Indexed I/O users have a new option when it comes to finding that set of documents and narrowing down their collection to what they really want to see. We are excited to announce that we have integrated “More Like This” or “MLT” auto search functionality.
Unlike ‘near duplicate’ detection, the MLT actually searches for items that have similar content. Users can find items that are ‘like’ the current item being viewed, without the need for the item to be near exactly the same. MLT finds similar items, meaning you don’t miss those important, but very relevant, documents in your search.

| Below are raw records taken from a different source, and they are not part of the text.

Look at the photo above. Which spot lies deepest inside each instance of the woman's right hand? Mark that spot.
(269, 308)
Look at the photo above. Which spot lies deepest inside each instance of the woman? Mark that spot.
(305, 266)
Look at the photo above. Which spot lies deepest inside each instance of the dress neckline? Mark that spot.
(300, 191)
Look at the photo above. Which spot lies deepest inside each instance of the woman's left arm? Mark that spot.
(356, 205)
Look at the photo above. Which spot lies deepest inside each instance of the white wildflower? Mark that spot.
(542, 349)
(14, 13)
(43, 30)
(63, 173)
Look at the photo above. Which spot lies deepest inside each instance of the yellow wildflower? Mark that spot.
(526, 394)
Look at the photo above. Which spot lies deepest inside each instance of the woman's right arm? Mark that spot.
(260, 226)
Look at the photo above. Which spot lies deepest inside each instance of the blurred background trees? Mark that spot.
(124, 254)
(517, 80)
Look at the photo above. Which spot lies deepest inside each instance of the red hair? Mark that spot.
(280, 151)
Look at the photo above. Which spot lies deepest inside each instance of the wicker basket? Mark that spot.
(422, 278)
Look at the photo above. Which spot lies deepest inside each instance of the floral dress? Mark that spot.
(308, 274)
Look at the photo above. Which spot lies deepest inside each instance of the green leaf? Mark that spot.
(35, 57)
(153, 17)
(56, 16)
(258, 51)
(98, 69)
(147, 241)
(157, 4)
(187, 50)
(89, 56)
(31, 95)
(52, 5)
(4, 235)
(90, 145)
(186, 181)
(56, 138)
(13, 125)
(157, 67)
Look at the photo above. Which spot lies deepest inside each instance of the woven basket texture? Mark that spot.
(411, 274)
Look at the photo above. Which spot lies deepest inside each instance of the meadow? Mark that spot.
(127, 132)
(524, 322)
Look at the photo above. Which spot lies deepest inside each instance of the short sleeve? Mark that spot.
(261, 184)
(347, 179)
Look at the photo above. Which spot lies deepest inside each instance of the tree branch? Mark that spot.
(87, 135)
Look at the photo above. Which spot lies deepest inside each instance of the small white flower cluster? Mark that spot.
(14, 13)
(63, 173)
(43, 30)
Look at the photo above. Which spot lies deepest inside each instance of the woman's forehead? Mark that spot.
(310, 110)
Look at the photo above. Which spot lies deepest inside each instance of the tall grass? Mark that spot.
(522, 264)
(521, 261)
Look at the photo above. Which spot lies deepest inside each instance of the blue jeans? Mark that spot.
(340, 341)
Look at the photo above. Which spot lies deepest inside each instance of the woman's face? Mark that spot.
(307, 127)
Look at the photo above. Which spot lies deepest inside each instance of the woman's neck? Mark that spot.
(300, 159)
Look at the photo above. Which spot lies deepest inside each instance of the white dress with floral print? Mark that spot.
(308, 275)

When users open a document in the document viewer they will automatically execute a ‘More Like This’ search on the document. All items that meet the ‘More Like This’ threshold are automatically returned under the ‘Related Items’ tab in the “Similar” section. They are sorted top to bottom with the most ‘like’ item at the top.
So how does it work?
The standard similarity algorithm used our search engine is known as TF/IDF, or Term Frequency/Inverse Document Frequency, which takes the following factors into account:
How often does the term appear ? The more often, the more relevant. A field containing five mentions of the same term is more likely to be relevant than a field containing just one mention.
Inverse document frequency
How often does each term appear in the entire set/index? The more often, the less relevant. Terms that appear in many documents have a lower weight than more uncommon terms.
How big is the set of text of the document? The longer it is, the less likely it is that words in the document will be relevant. A term appearing in a document with less text carries more weight than the same term appearing in a document with a LOT of text.
The great part is this happens automatically when you view a document. All ‘Similar’ items are returned and made available under the ‘Related Items’ tab.
“More Like This” or “MLT” gives our users yet another great tool to narrow and focus on the important stuff.